Please explain why you can't create a file in your home directory or in /tmp.

touch -t is not allowed.

"Not allowed" is a peculiar way to put it. Why not? If you have stat you almost certainly have touch -t. Even if you don't have stat, you almost certainly have touch -t.

If you have stat though, that opens up other options. Date strings in "YYYY/MM/DD" order can be compared alphabetically; later times will be greater than earlier times.

if [ "2011-02-01" ">" "2011-02-02" ]
then
        echo "Greater"
else
        echo "Less than or equal"
fi

Well, it is indeed peculiar. I did ask why it was not enabled... And the response I got was it is "not allowed". When I asked why, I got the cryptic answer "for security purposes"... But that is an altogether different story :rolleyes:

Since the script I am creating is most probably a one time , use and throw script, I have hard coded the date I want to compare against (5-mar-2012) and used stat to get timestamp of the files I want to check. My question however was : isn't there a way to do the equivalent of sysdate - 365 (sql) in unix... Or even simply get a value of the date time as it is actually stored (i read somewhere that it is stored as the number of seconds since 1970). That would help too

Isn't it possible to use some option for find, such as:

-ctime
-mtime
-cmin
-mmin

I'm not sure which would be best for your case.
But couldn't one of these work to find all files modified after some date?

That's a blind spot. It's sad to say it, but the only truly portable way to do date math in UNIX is Perl.

GNU date is fantastic if you have it:

$ date -d "today - 1 day" +%Y-%m-%d

2013-03-05

$

...but on AIX or Solaris or anything-but-Linux that's a third-party utility. It's such an obvious feature to put in the date command that people who script in Linux often assume it's everywhere, but it's not. GNU awk has some extended date features too.

Just to be clear here. There is a very easy, very portable way to do what was requested in the 1st message in this thread on any Linux or UNIX system, but jawsnnn has ruled it out:

touch -t 201102122359.59 timestamp.$$
find directory... -newer timestamp.$$ ...
rm timestamp.$$

So within your constraints

Set some arbitrary date and then loop thru looking for new filetimes

# find files older than the first second of January 2010 - in epoch seconds
when=$(date --date="01 Jan 2010" +%s)
cd /someplace
for file in *
do
[ -d $file ] && continue
ftime=$(stat -c %X) # file time in epoch seconds
[ $ftime -le $when ] && echo $file
done > /tmp/myfilelist

I won't comment on your sysadmin. You should learn C or perl. You can write touch in 10 lines of C.

utime(2) - Linux man page

The "today -1 day" option is closest to what would help me.

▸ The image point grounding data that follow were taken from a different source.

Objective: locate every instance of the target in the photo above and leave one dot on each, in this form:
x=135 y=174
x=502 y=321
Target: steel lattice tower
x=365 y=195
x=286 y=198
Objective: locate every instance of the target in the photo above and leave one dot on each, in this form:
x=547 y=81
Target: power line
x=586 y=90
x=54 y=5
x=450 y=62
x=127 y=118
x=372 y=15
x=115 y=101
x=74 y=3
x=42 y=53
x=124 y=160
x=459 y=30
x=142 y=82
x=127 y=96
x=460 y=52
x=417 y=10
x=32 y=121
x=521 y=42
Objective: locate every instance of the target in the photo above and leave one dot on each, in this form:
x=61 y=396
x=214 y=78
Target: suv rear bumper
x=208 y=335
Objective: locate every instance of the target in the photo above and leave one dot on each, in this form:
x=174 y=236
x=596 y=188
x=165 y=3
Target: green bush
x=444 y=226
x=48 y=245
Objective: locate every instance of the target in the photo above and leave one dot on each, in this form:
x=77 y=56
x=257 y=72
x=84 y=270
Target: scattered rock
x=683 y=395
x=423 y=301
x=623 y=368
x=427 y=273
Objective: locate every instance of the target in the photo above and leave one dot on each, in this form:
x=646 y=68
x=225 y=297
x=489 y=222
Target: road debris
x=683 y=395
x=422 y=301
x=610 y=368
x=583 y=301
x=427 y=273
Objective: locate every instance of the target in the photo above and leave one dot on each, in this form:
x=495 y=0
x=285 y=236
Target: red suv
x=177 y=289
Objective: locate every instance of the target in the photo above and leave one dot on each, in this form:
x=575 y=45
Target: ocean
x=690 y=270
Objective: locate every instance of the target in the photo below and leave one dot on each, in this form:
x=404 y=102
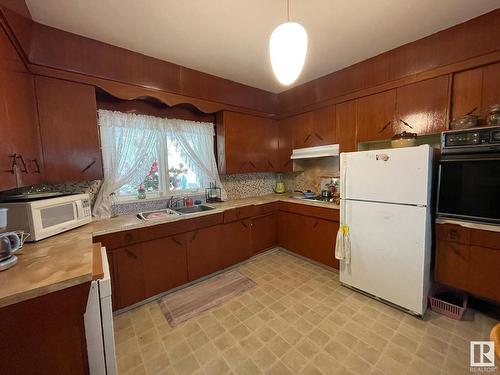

As long as I know the date against which comparison needs to be done, any of the other suggested options would work (including the one with stat that I have used for now), but if I need to determine it dynamically, the date -d option should work

---------- Post updated at 10:16 AM ---------- Previous update was at 10:08 AM ----------

I just realized I can also subtract the number of seconds in an year from today's epoch second value and use that as a basis for comparison. Thanks everyone for your help.

Yes, a good example of how one's solutions are colored by the question one imagines. "How do I do date math" is too narrow a question when "how do I compare dates" is sufficient.